Deli Serdang, (Minggu,26/10/2025) |
Proyek Kereta Cepat Jakarta-Bandung (KCJB) yang akrab disebut “Whoosh” tengah menjadi sorotan tajam mengingat pembengkakan biaya dan ketidakefisienan yang sangat mencolok. Proyek ini membangun lintasan sepanjang 142,3 km dengan biaya mencapai sekitar Rp 110-113 triliun atau setara USD 7,27 miliar.
Artinya, biaya per kilometer untuk KCJB mencapai Rp 776-991 miliar. Sebaliknya, proyek kereta cepat Haramain High Speed Rail (HHR) di Arab Saudi membangun jalur sepanjang 1.500 km dengan anggaran hanya sekitar USD 7 miliar atau sekitar Rp 112-116 triliun.
Dengan demikian, biaya pembangunan per kilometer HHR hanya sekitar Rp 75 miliar. Jika dihitung, biaya pembangunan kereta di Indonesia terbukti 10 hingga 13 kali lipat lebih mahal dibanding Arab Saudi, meskipun proyek Saudi lebih panjang dan skala lebih besar.
Faktor utama perbedaan biaya tinggi KCJB adalah tantangan geografis yang rumit.

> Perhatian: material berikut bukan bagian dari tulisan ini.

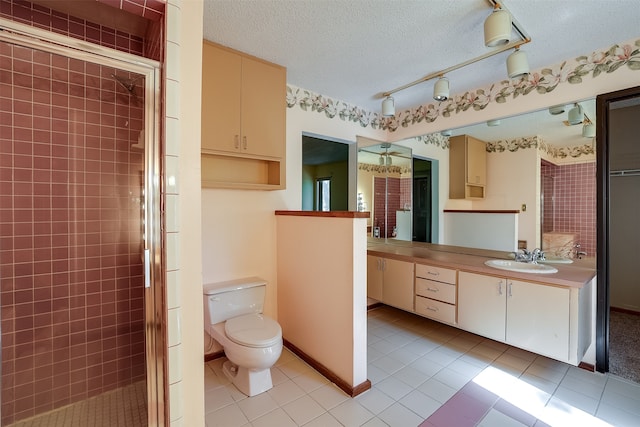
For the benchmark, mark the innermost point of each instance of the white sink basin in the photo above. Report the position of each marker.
(521, 267)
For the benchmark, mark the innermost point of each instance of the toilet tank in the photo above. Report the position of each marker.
(232, 298)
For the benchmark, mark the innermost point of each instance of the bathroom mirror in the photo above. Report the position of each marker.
(384, 188)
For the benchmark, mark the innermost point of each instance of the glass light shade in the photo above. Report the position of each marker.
(589, 130)
(517, 64)
(441, 89)
(575, 115)
(388, 107)
(556, 109)
(497, 28)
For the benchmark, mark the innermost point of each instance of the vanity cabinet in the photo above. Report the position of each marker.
(467, 167)
(243, 120)
(533, 316)
(390, 281)
(436, 293)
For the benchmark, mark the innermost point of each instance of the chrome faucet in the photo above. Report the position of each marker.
(537, 255)
(524, 256)
(529, 256)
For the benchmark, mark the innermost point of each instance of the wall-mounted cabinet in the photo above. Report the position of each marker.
(467, 167)
(243, 120)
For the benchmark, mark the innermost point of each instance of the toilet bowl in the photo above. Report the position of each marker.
(251, 341)
(253, 345)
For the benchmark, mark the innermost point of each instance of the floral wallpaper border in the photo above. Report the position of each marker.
(539, 144)
(541, 82)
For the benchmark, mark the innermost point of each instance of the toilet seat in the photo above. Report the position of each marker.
(253, 330)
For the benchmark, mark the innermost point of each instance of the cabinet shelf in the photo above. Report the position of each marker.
(243, 121)
(223, 170)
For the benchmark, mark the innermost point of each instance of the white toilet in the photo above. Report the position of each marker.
(252, 342)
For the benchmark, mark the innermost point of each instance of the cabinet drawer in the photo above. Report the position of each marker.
(436, 273)
(436, 310)
(435, 290)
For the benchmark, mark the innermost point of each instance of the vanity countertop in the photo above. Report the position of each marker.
(577, 274)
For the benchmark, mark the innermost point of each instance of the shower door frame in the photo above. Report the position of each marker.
(155, 341)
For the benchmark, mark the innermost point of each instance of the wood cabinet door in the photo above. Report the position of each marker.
(263, 108)
(221, 90)
(538, 318)
(482, 304)
(374, 277)
(397, 288)
(476, 161)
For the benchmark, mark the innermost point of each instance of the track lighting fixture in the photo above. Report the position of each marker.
(388, 107)
(497, 27)
(441, 89)
(556, 109)
(497, 33)
(575, 115)
(517, 64)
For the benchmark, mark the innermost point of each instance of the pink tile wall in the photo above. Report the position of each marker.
(70, 190)
(575, 202)
(406, 192)
(62, 23)
(398, 193)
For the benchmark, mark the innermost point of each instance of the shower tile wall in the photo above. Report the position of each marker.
(44, 18)
(575, 202)
(70, 268)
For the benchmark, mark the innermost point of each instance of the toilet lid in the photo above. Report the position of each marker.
(253, 330)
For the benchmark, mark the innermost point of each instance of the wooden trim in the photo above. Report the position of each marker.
(602, 220)
(330, 214)
(587, 366)
(327, 373)
(481, 211)
(625, 310)
(213, 356)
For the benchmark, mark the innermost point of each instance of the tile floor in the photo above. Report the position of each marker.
(427, 374)
(125, 406)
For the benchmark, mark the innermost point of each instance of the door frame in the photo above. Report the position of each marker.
(603, 103)
(155, 324)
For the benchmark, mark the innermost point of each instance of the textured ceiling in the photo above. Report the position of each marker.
(353, 50)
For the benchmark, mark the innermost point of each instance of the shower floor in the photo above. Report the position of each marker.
(126, 406)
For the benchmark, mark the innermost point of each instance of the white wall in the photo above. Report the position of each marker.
(513, 179)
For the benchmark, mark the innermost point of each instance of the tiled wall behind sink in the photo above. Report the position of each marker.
(575, 202)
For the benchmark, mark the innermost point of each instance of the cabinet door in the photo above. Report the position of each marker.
(476, 161)
(374, 277)
(482, 304)
(221, 74)
(538, 318)
(263, 108)
(397, 289)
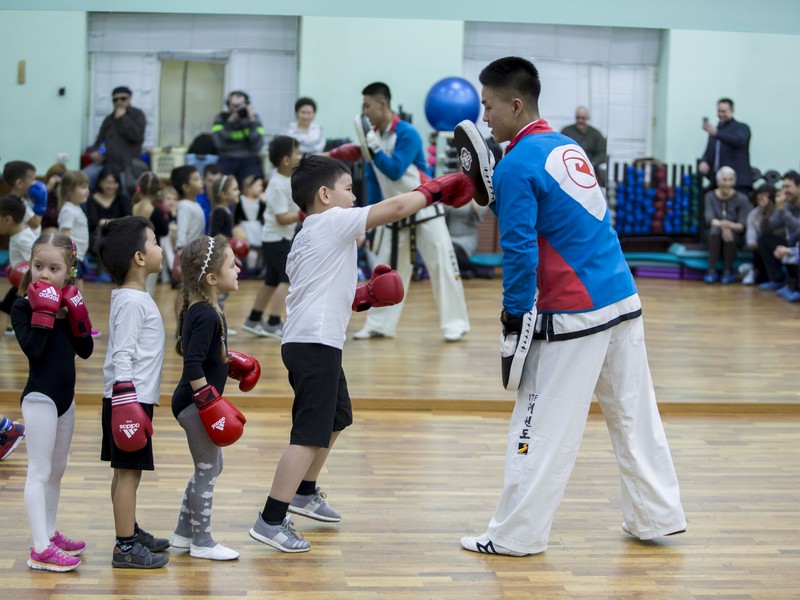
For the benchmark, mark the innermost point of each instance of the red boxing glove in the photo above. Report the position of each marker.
(385, 288)
(454, 189)
(45, 301)
(77, 313)
(240, 248)
(15, 274)
(244, 369)
(130, 425)
(346, 152)
(222, 420)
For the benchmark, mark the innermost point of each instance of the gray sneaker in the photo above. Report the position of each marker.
(138, 557)
(261, 329)
(314, 507)
(283, 536)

Jalur di Jawa Barat melintasi kawasan pegunungan dengan 13 terowongan sepanjang 10,7 km dan 7 jembatan sepanjang 5,8 km, juga harus melewati daerah padat penduduk sehingga pembebasan lahan sangat mahal dan kompleks.
Bandingkan dengan Saudi yang membangun di lahan datar gurun dengan kepadatan sangat rendah dan risiko gempa minimal, membuat konstruksi jauh lebih sederhana dan murah. Namun, kritik tajam datang dari para ahli yang menilai pembengkakan biaya tidak hanya disebabkan faktor teknis.
Dr. Faisal Rangkuti, pakar transportasi, menyatakan, “Praktik mark up dan pemborosan anggaran pada KCJB sangat mencolok. Ada indikasi korupsi yang melibatkan segelintir pejabat yang mengambil keuntungan pribadi dari proyek ini.”
Prof. Rina Suryani, ekonom infrastruktur, menambahkan, “Beban tambahan biaya berlebih yang mencapai puluhan triliun rupiah menunjukkan buruknya tata kelola dan minimnya transparansi, yang sangat merugikan negara dan masyarakat”.
Beberapa pejabat yang terlibat dalam era pemerintahan Presiden Jokowi mendapatkan julukan “lebih jahat dari iblis” karena dianggap menjadi biang keladi pemborosan anggaran negara besar-besaran ini.
Dana publik yang mestinya diprioritaskan untuk kesejahteraan rakyat, pada kenyataannya mengalir ke kantong segelintir elit birokrasi dan kontraktor.
Masyarakat dan pengamat kebijakan mendesak Komisi Pemberantasan Korupsi (KPK) dan lembaga pengawas proyek untuk mengaudit secara menyeluruh proyek KCJB, serta mengungkap pihak-pihak yang bertanggung jawab atas pembengkakan biaya tersebut.
Jika tidak, proyek infrastruktur prestisius ini hanya menjadi ladang korupsi yang membuat rakyat semakin menderita.Kereta Cepat Haramain di Arab Saudi membuktikan bahwa pembangunan infrastruktur besar bisa dilakukan dengan biaya terukur dan transparan, menjadi cermin bagi Indonesia agar memperbaiki tata kelola serta meningkatkan akuntabilitas keuangan demi masa depan pembangunan nasional yang lebih baik. ***.